Inmigración y delincuencia
Quizá resulte un poco obscena, ante la visión de los cadáveres amanecidos en las playas de Tarifa, el vínculo que la encuesta del CIS entabla entre inmigración y delincuencia. Quizá el Gobierno debería haber elegido, por el pudor reverencial que merecen quienes acaban de entregar su hálito, otra ocasión para divulgar esta percepción popular, seguramente cierta, pero también algo ofensiva en su laconismo. Casi nadie delinque por gusto; y si las razas de la miseria que infringen nuestras fronteras se refugian en las guaridas de la prostitución o el latrocinio es porque la necesidad las acorrala y empuja hacia callejones sin escapatoria. Entre los cuerpos exánimes que se alineaban, como despojos de un naufragio, sobre la arena de Tarifa, había un par de negras de vientre grávido; no creo que, entre los motivos que las empujaron a arrostrar la ciega noche y el agua enemiga figurase un instinto delictivo. Anhelaban, para esos hijos que encontraron sepultura en la placenta, la redención que a ellas les había sido negada; y creían que la tierra prometida que se extendía unos pocos metros más allá sería próvida con sus vidas en ciernes. Murieron luchando por conseguir lo que cualquier madre anhela para sus hijos; y ese sagrado acicate, desbaratado por las olas, las dignifica y enaltece a nuestros ojos.
Vincular inmigración y delincuencia, pues, se nos antoja hoy un poco sórdido y miserable, ante la contemplación de ese martirologio que no cesa. Pero negar ese vínculo constituye una demagogia insoportable. Las cárceles se anegan, un día tras otro, con una marea de vidas desbaratadas y famélicas que arriban a nuestras costas con la esperanza de pegarle un mordisco a nuestra prosperidad. Y sabemos que existen mafias que endeudan de por vida al inmigrante, obligándolo a un itinerario sin fin de crímenes y abyección. Por eso creo que el Gobierno debería esforzarse en un esfuerzo por canalizar el flujo inmigratorio, exigiendo a los empresarios contratantes un escrupuloso cumplimiento de las leyes, castigando muy severamente a quienes se aprovechen de la desesperación de los llamados «ilegales» para pagar jornales inmundos, fundando oficinas de contratación en los países que nos abastecen de mano de obra, para así evitar o siquiera paliar el tráfico de vidas humanas. En este esfuerzo por adecentar el estatuto del inmigrante se dirime mucho más que un problema de inseguridad ciudadana; lo que está en juego es nuestra propia dignidad.
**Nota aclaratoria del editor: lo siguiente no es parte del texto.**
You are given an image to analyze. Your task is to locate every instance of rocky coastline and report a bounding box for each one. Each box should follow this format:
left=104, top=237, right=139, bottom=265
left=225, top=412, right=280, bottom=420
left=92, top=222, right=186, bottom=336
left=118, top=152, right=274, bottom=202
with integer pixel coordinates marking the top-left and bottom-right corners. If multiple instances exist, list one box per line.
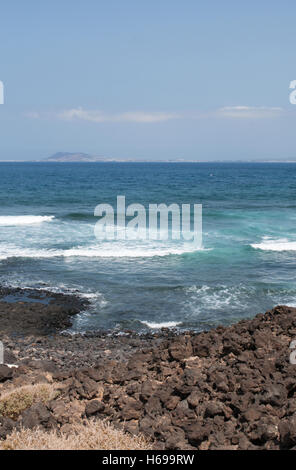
left=0, top=288, right=296, bottom=450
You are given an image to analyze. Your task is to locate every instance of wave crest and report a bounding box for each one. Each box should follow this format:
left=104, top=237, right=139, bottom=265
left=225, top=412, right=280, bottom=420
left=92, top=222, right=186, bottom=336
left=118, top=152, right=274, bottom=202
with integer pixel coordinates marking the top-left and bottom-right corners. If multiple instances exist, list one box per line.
left=0, top=215, right=54, bottom=227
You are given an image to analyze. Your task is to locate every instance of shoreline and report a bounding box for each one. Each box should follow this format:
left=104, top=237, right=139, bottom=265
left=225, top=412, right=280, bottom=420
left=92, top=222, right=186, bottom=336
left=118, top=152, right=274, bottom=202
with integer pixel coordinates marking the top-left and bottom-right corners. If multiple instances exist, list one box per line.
left=0, top=289, right=296, bottom=450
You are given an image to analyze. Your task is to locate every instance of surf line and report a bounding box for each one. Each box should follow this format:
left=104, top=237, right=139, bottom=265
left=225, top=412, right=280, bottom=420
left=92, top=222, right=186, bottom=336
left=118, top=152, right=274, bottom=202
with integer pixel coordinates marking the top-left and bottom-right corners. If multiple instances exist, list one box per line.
left=94, top=196, right=202, bottom=248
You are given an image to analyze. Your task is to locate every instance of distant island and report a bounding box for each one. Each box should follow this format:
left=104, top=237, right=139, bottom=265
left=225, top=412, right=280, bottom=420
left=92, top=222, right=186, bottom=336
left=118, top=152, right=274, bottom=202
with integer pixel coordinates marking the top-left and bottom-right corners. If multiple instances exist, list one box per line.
left=44, top=152, right=109, bottom=162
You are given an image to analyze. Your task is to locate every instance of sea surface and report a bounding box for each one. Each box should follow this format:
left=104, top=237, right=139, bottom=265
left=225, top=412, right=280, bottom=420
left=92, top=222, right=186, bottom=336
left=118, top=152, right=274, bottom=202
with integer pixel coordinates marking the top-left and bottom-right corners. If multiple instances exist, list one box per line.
left=0, top=163, right=296, bottom=332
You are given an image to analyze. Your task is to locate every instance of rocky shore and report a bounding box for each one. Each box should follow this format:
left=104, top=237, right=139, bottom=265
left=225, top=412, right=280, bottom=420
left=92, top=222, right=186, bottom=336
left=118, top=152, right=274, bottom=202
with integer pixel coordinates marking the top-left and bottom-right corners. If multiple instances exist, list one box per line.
left=0, top=289, right=296, bottom=450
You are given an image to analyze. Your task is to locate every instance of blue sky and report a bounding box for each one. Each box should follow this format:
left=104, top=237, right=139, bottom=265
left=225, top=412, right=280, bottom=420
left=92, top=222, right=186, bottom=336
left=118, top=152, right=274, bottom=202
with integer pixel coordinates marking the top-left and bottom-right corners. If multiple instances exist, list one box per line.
left=0, top=0, right=296, bottom=160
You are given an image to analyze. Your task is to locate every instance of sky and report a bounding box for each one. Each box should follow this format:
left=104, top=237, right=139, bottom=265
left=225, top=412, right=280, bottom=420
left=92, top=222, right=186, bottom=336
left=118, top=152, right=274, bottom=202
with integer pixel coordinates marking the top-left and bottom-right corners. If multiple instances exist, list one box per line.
left=0, top=0, right=296, bottom=161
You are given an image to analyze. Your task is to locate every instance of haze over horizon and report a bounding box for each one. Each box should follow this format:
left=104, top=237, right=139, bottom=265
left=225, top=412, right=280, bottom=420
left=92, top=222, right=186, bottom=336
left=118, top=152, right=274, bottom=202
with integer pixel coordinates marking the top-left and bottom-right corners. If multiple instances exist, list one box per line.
left=0, top=0, right=296, bottom=161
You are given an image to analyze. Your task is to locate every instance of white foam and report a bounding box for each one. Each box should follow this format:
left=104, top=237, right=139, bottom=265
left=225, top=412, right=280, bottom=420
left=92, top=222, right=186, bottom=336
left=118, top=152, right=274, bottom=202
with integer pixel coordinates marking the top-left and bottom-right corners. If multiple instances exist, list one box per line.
left=0, top=245, right=206, bottom=260
left=251, top=237, right=296, bottom=251
left=141, top=321, right=182, bottom=329
left=0, top=215, right=54, bottom=227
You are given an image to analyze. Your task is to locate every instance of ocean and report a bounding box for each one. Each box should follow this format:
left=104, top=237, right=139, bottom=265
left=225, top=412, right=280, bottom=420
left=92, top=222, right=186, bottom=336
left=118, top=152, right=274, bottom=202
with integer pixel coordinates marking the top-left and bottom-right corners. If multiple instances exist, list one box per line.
left=0, top=163, right=296, bottom=332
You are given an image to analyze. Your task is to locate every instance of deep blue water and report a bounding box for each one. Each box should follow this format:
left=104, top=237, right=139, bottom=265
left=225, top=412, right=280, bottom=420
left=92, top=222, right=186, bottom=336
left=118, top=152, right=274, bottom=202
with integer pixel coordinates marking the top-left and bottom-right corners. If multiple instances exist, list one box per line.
left=0, top=163, right=296, bottom=330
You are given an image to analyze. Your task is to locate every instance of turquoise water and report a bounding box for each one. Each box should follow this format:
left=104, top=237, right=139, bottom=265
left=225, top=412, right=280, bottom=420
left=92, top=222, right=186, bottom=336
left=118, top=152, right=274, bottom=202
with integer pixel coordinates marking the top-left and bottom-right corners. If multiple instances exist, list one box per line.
left=0, top=163, right=296, bottom=331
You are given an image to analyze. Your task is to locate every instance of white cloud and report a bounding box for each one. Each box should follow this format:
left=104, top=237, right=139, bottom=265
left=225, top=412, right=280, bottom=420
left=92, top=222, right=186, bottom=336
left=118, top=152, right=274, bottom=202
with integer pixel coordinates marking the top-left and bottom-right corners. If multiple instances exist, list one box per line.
left=25, top=106, right=284, bottom=123
left=56, top=108, right=181, bottom=123
left=214, top=106, right=283, bottom=119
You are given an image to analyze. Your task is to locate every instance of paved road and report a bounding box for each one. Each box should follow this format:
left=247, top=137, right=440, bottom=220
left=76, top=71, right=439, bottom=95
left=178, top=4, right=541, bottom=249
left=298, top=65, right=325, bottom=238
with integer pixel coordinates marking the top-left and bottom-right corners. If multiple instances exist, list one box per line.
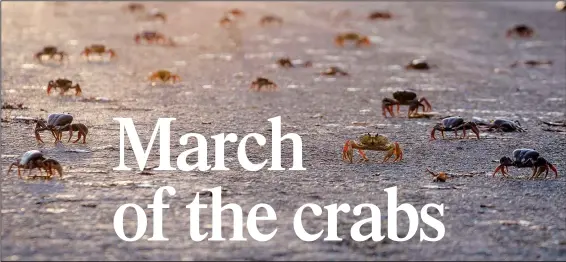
left=1, top=1, right=566, bottom=260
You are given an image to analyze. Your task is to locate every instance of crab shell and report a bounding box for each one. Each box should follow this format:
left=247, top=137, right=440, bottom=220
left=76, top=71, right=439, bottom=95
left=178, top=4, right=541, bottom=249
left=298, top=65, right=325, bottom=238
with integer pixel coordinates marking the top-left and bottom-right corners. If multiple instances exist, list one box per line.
left=47, top=113, right=73, bottom=126
left=20, top=150, right=44, bottom=165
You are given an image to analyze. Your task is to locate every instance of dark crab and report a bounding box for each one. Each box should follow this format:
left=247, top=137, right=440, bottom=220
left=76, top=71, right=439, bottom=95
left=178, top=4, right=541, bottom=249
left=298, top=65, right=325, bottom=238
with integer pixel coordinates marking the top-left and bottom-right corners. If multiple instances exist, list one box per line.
left=493, top=148, right=558, bottom=179
left=334, top=32, right=371, bottom=47
left=381, top=90, right=432, bottom=117
left=47, top=78, right=82, bottom=96
left=472, top=118, right=526, bottom=132
left=81, top=44, right=116, bottom=59
left=368, top=11, right=393, bottom=20
left=506, top=24, right=535, bottom=38
left=430, top=116, right=480, bottom=140
left=405, top=58, right=433, bottom=70
left=259, top=15, right=283, bottom=26
left=134, top=31, right=174, bottom=45
left=320, top=66, right=350, bottom=76
left=7, top=150, right=63, bottom=178
left=250, top=77, right=278, bottom=91
left=277, top=57, right=312, bottom=68
left=34, top=46, right=68, bottom=63
left=34, top=113, right=81, bottom=143
left=509, top=60, right=553, bottom=68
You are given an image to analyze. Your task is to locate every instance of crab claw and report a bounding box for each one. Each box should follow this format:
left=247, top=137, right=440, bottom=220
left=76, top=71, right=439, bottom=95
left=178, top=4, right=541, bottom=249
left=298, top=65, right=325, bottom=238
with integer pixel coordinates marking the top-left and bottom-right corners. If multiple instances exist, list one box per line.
left=108, top=49, right=116, bottom=58
left=73, top=84, right=83, bottom=96
left=430, top=128, right=436, bottom=140
left=47, top=81, right=54, bottom=95
left=35, top=131, right=44, bottom=143
left=419, top=97, right=432, bottom=112
left=342, top=140, right=354, bottom=163
left=547, top=163, right=558, bottom=178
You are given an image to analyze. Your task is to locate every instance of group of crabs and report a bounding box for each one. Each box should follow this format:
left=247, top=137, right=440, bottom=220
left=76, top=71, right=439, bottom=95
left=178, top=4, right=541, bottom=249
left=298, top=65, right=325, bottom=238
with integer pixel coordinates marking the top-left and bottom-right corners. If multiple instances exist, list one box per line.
left=336, top=21, right=558, bottom=182
left=4, top=3, right=558, bottom=182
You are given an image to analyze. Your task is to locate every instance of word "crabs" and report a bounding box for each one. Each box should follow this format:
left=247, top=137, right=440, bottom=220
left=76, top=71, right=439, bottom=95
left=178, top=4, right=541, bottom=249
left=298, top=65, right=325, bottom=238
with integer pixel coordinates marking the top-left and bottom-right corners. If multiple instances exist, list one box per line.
left=7, top=150, right=63, bottom=178
left=47, top=78, right=82, bottom=96
left=493, top=148, right=558, bottom=179
left=342, top=133, right=403, bottom=163
left=430, top=116, right=480, bottom=140
left=381, top=90, right=432, bottom=117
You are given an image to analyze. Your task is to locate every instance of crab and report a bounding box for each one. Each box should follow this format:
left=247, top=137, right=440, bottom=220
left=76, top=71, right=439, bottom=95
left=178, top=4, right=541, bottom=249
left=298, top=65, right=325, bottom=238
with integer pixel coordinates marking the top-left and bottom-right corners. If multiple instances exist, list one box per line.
left=250, top=77, right=278, bottom=91
left=259, top=15, right=283, bottom=26
left=509, top=60, right=553, bottom=68
left=34, top=113, right=75, bottom=144
left=320, top=66, right=350, bottom=76
left=148, top=70, right=181, bottom=84
left=59, top=123, right=88, bottom=144
left=368, top=11, right=393, bottom=20
left=334, top=32, right=371, bottom=47
left=493, top=148, right=558, bottom=179
left=124, top=3, right=145, bottom=12
left=426, top=168, right=448, bottom=182
left=6, top=150, right=63, bottom=178
left=134, top=31, right=174, bottom=45
left=506, top=24, right=535, bottom=38
left=277, top=57, right=312, bottom=68
left=342, top=133, right=403, bottom=163
left=34, top=46, right=68, bottom=63
left=405, top=58, right=432, bottom=70
left=472, top=118, right=526, bottom=132
left=47, top=78, right=82, bottom=96
left=430, top=116, right=480, bottom=140
left=226, top=8, right=245, bottom=17
left=81, top=44, right=116, bottom=59
left=381, top=90, right=432, bottom=117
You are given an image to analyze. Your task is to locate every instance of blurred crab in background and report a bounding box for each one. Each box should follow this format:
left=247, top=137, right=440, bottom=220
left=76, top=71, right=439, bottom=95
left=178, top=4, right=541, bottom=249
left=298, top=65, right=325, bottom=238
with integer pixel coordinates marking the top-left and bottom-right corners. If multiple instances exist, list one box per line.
left=277, top=57, right=312, bottom=68
left=405, top=58, right=435, bottom=70
left=148, top=70, right=181, bottom=84
left=506, top=24, right=535, bottom=38
left=368, top=11, right=393, bottom=20
left=123, top=3, right=145, bottom=13
left=334, top=32, right=371, bottom=47
left=430, top=116, right=480, bottom=140
left=81, top=44, right=116, bottom=60
left=493, top=148, right=558, bottom=179
left=259, top=15, right=283, bottom=26
left=472, top=117, right=527, bottom=132
left=34, top=45, right=68, bottom=63
left=426, top=168, right=448, bottom=182
left=47, top=78, right=82, bottom=96
left=6, top=150, right=63, bottom=178
left=381, top=90, right=432, bottom=117
left=342, top=133, right=403, bottom=163
left=320, top=66, right=350, bottom=76
left=34, top=113, right=88, bottom=144
left=250, top=77, right=278, bottom=91
left=134, top=31, right=175, bottom=46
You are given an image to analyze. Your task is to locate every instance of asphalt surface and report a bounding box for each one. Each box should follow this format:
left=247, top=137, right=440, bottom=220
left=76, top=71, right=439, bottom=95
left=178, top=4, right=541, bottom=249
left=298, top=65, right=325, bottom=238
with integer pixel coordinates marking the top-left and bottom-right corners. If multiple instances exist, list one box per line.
left=1, top=1, right=566, bottom=261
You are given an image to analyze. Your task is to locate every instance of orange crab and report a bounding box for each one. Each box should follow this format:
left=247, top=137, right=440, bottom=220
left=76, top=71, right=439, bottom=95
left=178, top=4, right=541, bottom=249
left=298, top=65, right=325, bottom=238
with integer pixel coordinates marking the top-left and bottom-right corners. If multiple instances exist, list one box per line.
left=342, top=133, right=403, bottom=163
left=148, top=70, right=181, bottom=84
left=81, top=44, right=116, bottom=59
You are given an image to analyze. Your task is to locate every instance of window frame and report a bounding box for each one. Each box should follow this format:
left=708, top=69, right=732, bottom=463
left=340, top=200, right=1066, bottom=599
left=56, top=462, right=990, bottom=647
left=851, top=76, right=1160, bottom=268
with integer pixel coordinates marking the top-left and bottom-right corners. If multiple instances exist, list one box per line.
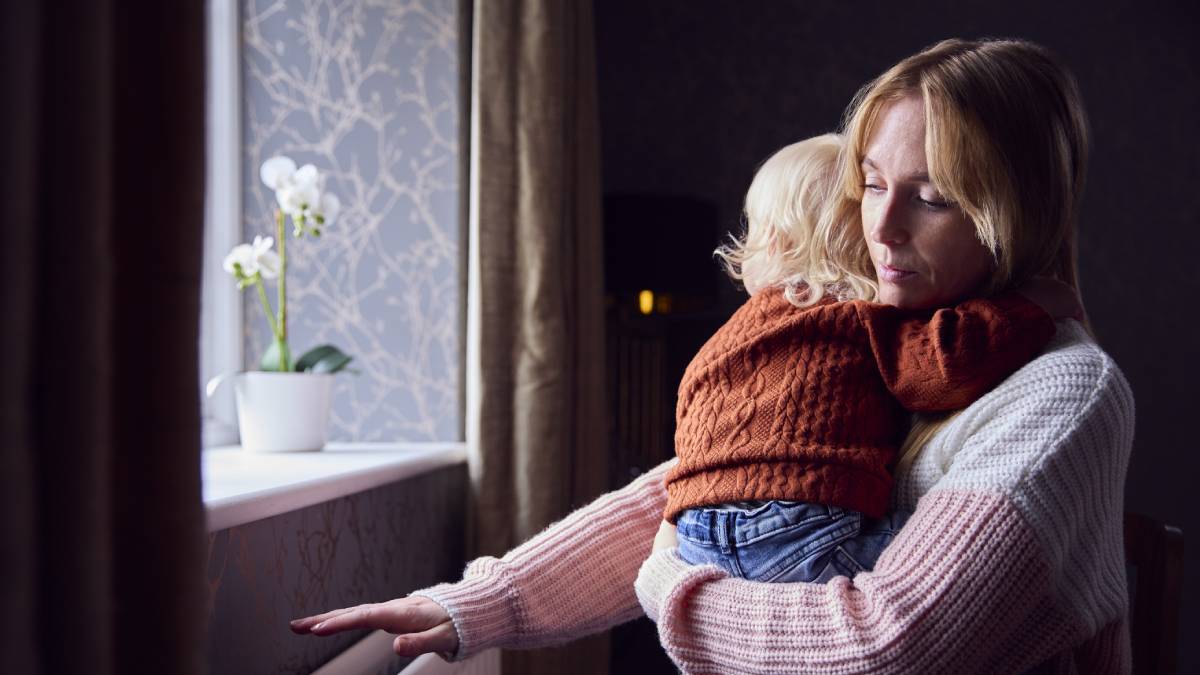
left=199, top=0, right=244, bottom=448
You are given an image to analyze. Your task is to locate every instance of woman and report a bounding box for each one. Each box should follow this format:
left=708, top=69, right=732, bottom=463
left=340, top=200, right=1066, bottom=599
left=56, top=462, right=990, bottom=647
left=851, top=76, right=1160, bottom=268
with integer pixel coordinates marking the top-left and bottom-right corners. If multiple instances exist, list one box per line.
left=293, top=41, right=1133, bottom=673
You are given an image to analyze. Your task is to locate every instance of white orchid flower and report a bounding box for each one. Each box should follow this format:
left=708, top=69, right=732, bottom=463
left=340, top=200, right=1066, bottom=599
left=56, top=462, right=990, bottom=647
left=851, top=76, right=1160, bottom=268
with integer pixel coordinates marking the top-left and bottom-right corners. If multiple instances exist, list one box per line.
left=258, top=155, right=296, bottom=191
left=292, top=165, right=320, bottom=187
left=275, top=183, right=320, bottom=219
left=252, top=235, right=280, bottom=279
left=222, top=244, right=258, bottom=280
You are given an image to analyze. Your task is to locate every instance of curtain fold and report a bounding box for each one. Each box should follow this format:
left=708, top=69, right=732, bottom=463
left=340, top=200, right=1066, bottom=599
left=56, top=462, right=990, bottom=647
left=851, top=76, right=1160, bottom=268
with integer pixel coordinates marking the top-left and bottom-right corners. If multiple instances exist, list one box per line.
left=0, top=0, right=205, bottom=675
left=467, top=0, right=608, bottom=674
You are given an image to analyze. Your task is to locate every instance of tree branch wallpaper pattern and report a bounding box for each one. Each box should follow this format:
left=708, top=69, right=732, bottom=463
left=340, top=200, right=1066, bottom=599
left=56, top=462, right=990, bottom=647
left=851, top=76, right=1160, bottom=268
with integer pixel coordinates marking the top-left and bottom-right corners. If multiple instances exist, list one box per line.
left=242, top=0, right=461, bottom=441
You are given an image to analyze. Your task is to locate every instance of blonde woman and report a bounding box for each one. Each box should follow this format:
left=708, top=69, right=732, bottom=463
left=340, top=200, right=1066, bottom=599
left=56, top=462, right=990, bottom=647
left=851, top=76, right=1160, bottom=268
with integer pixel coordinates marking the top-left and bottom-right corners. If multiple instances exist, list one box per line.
left=664, top=133, right=1081, bottom=583
left=293, top=40, right=1134, bottom=674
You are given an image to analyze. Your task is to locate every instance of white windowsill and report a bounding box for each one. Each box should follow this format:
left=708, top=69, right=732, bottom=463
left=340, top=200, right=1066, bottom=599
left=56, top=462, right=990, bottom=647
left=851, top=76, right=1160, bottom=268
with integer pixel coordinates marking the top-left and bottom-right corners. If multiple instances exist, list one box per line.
left=200, top=443, right=467, bottom=532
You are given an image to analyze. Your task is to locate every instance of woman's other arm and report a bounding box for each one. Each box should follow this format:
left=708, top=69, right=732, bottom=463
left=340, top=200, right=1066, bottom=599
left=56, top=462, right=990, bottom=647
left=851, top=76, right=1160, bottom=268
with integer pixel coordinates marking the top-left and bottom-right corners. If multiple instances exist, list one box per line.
left=636, top=331, right=1133, bottom=674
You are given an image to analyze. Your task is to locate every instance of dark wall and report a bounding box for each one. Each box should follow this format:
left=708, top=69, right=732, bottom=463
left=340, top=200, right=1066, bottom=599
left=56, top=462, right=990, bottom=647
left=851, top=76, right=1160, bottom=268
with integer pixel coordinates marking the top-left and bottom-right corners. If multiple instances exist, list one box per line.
left=595, top=0, right=1200, bottom=673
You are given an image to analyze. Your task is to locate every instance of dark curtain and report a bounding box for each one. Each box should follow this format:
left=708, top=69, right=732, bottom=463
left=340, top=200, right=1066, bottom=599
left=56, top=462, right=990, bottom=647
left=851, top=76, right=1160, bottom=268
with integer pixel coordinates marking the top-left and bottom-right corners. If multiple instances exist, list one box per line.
left=466, top=0, right=608, bottom=675
left=0, top=0, right=205, bottom=675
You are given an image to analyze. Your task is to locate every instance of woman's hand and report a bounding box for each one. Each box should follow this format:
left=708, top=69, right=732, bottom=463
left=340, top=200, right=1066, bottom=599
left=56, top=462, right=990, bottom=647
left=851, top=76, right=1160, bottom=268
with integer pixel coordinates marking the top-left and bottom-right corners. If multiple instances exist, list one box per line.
left=290, top=597, right=458, bottom=656
left=1016, top=276, right=1084, bottom=321
left=650, top=520, right=679, bottom=554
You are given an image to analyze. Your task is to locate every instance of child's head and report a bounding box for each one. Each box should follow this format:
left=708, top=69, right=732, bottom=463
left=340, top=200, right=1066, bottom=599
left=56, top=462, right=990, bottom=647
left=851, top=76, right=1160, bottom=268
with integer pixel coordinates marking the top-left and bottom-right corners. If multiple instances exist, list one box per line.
left=716, top=133, right=845, bottom=305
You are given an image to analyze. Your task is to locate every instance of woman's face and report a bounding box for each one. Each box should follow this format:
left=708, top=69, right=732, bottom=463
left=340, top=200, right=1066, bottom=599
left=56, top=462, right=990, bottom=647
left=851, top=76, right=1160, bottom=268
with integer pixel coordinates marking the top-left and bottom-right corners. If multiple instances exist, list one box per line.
left=862, top=96, right=992, bottom=309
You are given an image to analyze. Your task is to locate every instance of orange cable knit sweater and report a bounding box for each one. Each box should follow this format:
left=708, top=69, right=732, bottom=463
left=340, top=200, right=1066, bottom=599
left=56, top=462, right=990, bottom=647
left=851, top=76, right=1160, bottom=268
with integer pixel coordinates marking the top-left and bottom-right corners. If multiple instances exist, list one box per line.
left=665, top=288, right=1055, bottom=522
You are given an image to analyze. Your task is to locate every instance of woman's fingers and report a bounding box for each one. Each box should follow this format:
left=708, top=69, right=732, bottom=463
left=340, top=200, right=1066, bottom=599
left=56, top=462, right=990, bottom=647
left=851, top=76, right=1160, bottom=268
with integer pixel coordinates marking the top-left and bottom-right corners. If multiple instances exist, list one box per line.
left=391, top=621, right=458, bottom=656
left=289, top=604, right=366, bottom=635
left=293, top=597, right=450, bottom=635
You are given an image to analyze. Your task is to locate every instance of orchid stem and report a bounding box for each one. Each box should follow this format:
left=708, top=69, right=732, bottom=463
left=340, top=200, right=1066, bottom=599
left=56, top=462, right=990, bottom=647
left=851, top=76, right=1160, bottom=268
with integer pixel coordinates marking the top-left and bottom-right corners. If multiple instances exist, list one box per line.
left=275, top=209, right=292, bottom=372
left=254, top=276, right=280, bottom=338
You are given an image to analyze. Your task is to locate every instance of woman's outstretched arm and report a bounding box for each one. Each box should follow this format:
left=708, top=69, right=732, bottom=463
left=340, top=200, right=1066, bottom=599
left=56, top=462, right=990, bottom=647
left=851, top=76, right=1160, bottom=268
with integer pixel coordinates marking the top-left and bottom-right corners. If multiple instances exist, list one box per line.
left=292, top=460, right=674, bottom=661
left=412, top=460, right=674, bottom=661
left=636, top=329, right=1133, bottom=674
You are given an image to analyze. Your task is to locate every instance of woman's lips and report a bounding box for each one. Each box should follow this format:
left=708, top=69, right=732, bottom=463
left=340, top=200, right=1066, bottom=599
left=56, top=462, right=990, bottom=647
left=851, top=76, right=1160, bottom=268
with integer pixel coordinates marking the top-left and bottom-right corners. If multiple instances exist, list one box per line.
left=878, top=263, right=917, bottom=283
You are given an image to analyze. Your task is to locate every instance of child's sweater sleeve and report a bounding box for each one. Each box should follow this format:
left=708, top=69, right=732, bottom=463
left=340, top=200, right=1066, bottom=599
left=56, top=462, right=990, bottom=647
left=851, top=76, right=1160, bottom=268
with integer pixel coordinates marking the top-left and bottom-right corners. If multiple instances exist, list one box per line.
left=853, top=292, right=1055, bottom=412
left=410, top=460, right=676, bottom=661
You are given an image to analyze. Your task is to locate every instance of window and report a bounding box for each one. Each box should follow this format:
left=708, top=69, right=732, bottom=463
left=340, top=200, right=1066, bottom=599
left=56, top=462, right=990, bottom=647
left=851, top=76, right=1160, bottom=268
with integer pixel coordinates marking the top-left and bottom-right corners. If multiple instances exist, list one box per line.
left=200, top=0, right=462, bottom=446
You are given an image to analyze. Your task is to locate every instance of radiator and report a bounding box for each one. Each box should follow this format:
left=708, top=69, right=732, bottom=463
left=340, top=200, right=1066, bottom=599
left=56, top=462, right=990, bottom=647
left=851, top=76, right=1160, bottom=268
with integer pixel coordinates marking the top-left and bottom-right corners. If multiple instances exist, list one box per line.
left=313, top=631, right=500, bottom=675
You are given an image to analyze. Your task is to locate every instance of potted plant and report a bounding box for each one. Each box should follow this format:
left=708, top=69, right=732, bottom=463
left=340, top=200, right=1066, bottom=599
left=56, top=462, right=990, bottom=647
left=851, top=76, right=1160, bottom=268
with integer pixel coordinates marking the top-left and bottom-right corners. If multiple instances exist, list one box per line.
left=206, top=156, right=352, bottom=452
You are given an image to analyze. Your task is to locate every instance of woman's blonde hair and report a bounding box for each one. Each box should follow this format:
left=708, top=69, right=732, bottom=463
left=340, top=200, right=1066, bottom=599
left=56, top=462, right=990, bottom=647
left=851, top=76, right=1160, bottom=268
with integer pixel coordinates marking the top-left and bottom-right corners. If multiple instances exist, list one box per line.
left=715, top=133, right=868, bottom=306
left=824, top=40, right=1088, bottom=294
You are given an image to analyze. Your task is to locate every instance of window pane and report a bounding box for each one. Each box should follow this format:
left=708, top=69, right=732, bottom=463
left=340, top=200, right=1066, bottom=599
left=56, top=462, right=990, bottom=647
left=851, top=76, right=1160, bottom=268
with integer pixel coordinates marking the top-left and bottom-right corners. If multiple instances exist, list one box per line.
left=241, top=0, right=460, bottom=441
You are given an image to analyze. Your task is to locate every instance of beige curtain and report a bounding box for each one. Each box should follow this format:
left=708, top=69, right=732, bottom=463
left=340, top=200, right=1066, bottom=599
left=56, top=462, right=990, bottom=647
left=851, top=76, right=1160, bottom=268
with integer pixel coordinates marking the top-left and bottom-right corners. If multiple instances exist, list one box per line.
left=0, top=0, right=205, bottom=675
left=467, top=0, right=608, bottom=675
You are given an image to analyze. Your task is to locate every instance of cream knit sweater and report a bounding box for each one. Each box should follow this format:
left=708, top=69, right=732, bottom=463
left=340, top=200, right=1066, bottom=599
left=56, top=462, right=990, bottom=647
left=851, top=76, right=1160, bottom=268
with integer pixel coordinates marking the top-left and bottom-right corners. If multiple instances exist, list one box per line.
left=414, top=321, right=1134, bottom=674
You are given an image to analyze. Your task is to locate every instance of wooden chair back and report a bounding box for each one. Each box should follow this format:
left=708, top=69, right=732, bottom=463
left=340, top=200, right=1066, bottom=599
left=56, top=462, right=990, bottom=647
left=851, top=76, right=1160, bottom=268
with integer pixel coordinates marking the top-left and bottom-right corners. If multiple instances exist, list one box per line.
left=1124, top=513, right=1183, bottom=673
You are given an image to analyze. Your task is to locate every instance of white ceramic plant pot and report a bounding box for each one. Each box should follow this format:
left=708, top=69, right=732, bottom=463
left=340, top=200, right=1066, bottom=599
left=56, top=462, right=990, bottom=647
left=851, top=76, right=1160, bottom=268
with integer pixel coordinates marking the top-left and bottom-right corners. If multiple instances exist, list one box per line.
left=234, top=371, right=334, bottom=453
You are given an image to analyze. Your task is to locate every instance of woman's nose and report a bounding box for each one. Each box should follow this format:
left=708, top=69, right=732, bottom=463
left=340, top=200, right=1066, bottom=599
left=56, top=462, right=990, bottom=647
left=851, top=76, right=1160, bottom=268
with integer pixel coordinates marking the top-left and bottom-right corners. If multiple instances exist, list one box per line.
left=871, top=195, right=908, bottom=246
La encuesta recientemente divulgada por el CIS ofrece algunos datos que merecerían la reflexión de nuestros gobernantes. Entre ellos, destacaría la predilección que los encuestados muestran hacia los inmigrantes hispanoamericanos. No es esta una cuestión baladí; con frecuencia, el multiculturalismo que propicia el fenómeno inmigratorio convierte al país receptor en una especie de territorio hostil que los recién llegados combaten acantonándose en guetos estancos donde acaba por instaurarse el desafío a las leyes comunes, el repudio a las costumbres reinantes, la confrontación social y la práctica de hábitos clandestinos que repugnan a nuestras convicciones jurídicas o morales. Nuestros hermanos hispanoamericanos comparten nuestro idioma; sus expresiones culturales y religiosas son próximas a las nuestras; la sangre que fluye por sus venas está entreverada de nuestra propia sangre. En otro tiempo, les llevamos no poco y les arrebatamos mucho; creo que en esta época en que llaman a nuestra puerta, como hijos que ni siquiera pueden permitirse el lujo de ser pródigos, merecen ser los primeros convidados.